The Wellington-headquartered company, which also operates the Caltex brand, delivered a net profit after tax of $57 million for the 12 months to March 31, which it said was an increase of 165 per cent on the previous year.
Z Energy declared a final dividend of 14 cents per share, at the top end of a range it indicated in March when it announced it had struck a deal with its lenders to allow it to resume distributions.
It also predicted earnings would increase in 2022 and it expected to pay dividends of 19c-23c.
The company agreed to suspend dividend payments when it raised almost $350m in 2020 to shore up its balance sheet. On Thursday it said it had hit its target of stripping $48m in costs from the business.
The results came as the company faced analyst concerns about fuel margins, with the Government passing legislation in 2020 aimed at boosting competition for wholesale supplies.
Retail margins for fuel dropped to the lowest level in more than five years in April, according to figures on the Ministry of Business, Innovation and Employment website.
Z Energy said that in the first half of the year margins had been flat on the previous years, but in the past six months were 4.9 cents per litre down on a year ago, with all of this coming from the final three months of the year.
However the company predicted the fall was temporary, with the fall driven by the recent rise in crude oil prices.
"Z does not consider this margin reduction to be structural, as it is consistent with other periods of margin compression from material input cost increases," the company said, adding that margins in April had recovered as crude prices had plateaued.
Z Energy was also positive about the impact of the Fuel Industry Act, the Government's response to its investigation into the retail fuel market which included the introduction of terminal gate pricing.
Z Energy chief executive Mike Bennetts said the changes, along with other contract changes, would open the wholesale market to greater competition.

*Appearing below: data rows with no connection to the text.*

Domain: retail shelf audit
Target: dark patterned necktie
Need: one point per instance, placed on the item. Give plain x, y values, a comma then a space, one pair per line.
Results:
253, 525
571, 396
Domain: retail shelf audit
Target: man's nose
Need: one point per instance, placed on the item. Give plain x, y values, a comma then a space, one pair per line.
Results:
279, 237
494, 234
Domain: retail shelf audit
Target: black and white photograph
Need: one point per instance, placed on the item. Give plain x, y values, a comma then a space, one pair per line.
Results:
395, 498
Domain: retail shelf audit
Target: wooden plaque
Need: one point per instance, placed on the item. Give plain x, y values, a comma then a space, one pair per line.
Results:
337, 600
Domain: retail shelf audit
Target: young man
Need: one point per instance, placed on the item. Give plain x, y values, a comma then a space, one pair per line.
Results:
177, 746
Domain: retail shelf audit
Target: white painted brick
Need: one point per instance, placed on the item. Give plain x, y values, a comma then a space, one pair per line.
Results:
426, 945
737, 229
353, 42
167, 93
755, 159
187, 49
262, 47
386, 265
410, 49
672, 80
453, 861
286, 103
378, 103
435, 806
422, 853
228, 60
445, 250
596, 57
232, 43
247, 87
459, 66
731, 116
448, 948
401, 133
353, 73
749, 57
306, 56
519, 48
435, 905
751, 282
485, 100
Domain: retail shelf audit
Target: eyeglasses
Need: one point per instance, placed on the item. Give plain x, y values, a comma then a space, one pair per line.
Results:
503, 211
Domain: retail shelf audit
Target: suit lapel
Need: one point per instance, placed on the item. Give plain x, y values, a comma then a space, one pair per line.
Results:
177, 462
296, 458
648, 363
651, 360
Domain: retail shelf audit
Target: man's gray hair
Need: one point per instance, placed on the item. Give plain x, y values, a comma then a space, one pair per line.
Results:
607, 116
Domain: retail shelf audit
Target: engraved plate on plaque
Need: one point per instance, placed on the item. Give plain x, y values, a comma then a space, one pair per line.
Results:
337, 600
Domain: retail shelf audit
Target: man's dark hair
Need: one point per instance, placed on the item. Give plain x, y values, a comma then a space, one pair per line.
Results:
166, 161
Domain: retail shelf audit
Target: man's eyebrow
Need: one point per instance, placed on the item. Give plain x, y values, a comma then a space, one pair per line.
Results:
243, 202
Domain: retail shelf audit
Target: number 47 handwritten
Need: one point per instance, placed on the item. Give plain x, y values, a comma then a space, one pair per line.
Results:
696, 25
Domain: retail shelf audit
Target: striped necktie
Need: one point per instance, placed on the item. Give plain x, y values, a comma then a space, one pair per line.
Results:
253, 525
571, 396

"The uncertainty resulting from recent government interest in the fuel industry has now concluded," Bennetts said.
"Z is well positioned to respond positively to industry changes from the regulations that support the new legislation."
Shares in the company jumped close to 5 per cent and were up 9c or 3.4 per cent at $2.75 at 1pm.

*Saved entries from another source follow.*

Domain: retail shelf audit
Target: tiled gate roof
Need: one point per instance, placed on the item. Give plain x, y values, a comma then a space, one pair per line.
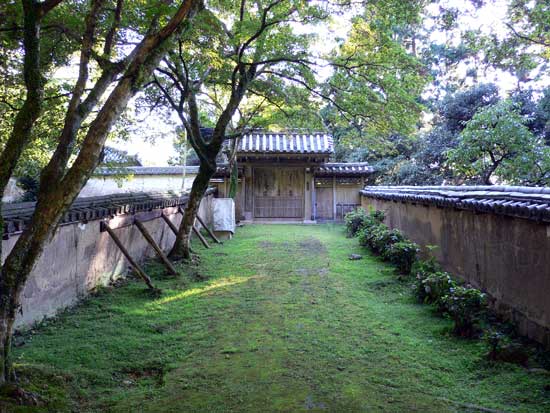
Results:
343, 169
314, 143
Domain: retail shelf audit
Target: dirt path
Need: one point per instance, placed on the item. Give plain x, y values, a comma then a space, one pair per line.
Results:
284, 323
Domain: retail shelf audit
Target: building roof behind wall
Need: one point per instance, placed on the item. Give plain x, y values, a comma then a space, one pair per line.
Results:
146, 170
271, 143
343, 169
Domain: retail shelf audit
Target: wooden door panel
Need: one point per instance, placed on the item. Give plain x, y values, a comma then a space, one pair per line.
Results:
278, 192
324, 202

On April 28, shares in the company closed at $2.54, the lowest since the company floated in 2013.
In December, Z Energy revealed it was in a major contractual dispute with the New Zealand Refinery Company over fixed fees, as the Marsden Point refinery attempted to undertake a plan to cease refining and become an import terminal for refined product.
On Thursday Z said negotiations were ongoing and expected to be concluded in May, as it repeated its view that the refinery should transition to an import terminal.